I have a HUGE file with a lot of HL7 segments. It must be split into 1000 (or so ) smaller files. Since it has HL7 data, there is a pattern (logic) to go by. Each data chunk starts with "MSH|" and ends when next segment starts with "MSH|".
The script must be windows (cmd) based or VBS as I cannot install any software on that machine.
File structure:
MSH|abc|123|....
s2|sdsd|2323|
...
..
MSH|ns|43|...
...
..
..
MSH|sdfns|4343|...
...
..
asds|sds
MSH|sfns|3|...
...
..
as|ss
File in above example, must be split into 2 or 3 files. Also, the files comes from UNIX, so newlines must remain as they are in the source file.
Any help?
This is a sample script that I used to parse large hl7 files into separate files with the new file names based on the data file.
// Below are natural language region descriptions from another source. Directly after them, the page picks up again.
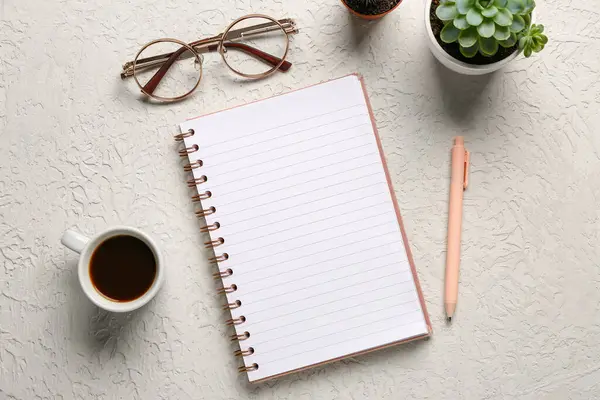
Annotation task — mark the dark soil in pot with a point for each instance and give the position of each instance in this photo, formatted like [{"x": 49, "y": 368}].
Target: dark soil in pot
[
  {"x": 378, "y": 7},
  {"x": 453, "y": 48}
]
Uses REBOL which does not require installation ie. the core version does not make any registry entries.
I have a more generalised version that scans an incoming directory and splits them into single files and then waits for the next file to arrive.
Rebol [
file: %split-hl7.r
author: "Graham Chiu"
date: 17-Feb-2010
purpose: {split HL7 messages into single messages}
]
fn: %05112010_0730.dat
outdir: %05112010_0730/
if not exists? outdir [
make-dir outdir
]
data: read fn
cnt: 0
filename: join copy/part form fn -4 + length? form fn "-"
separator: rejoin [ newline "MSH"]
parse/all data [
some [
[ copy result to separator | copy result to end ]
(
write to-file rejoin [ outdir filename cnt ".txt" ] result
print "Got result"
?? result
cnt: cnt + 1
)
1 skip
]
]